Developers routinely work 60-80 hour weeks for months before a game ships. It’s called “crunch” and it’s been standard practice for decades.

Recent examples:

  • Cyberpunk 2077: Developers worked 6-day weeks for months
  • Red Dead Redemption 2: 100-hour weeks reported
  • The Last of Us Part II: “Final sprint” lasted 6 months

The result? Burned-out developers, buggy games, and delayed releases.

The industry’s response: “We’re working on it.”

Plot Twist

Here’s what nobody’s talking about: Crunch isn’t the problem. Unrealistic schedules are.

Game publishers announce release dates before development even starts. Then they panic when reality doesn’t match the marketing calendar.

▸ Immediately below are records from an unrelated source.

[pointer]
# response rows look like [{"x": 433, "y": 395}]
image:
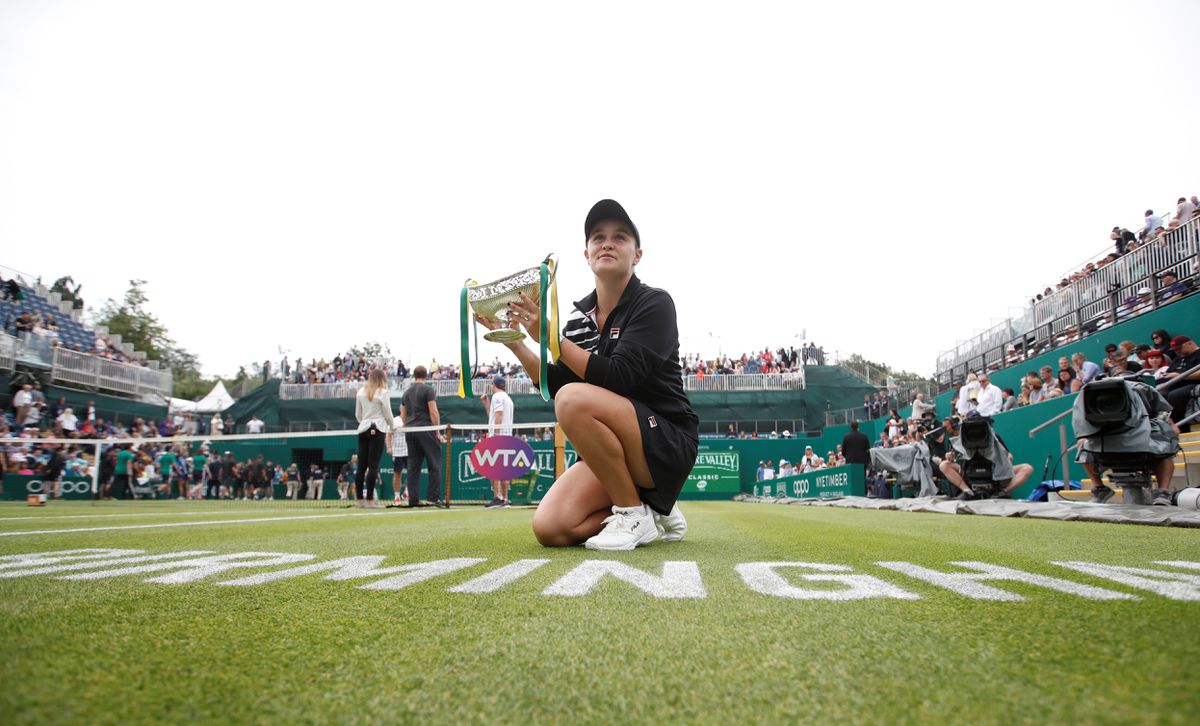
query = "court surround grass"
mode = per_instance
[{"x": 312, "y": 649}]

The twist: Crunch isn’t a bug in game development. It’s a feature of the business model.

Publishers know exactly what they’re doing. They set impossible deadlines, work people to exhaustion, then collect bonuses while developers burn out.

The real fix: Stop announcing games before they’re done. Stop treating human beings like interchangeable code generators.

But that would require… actually planning. And that’s harder than just working people to death.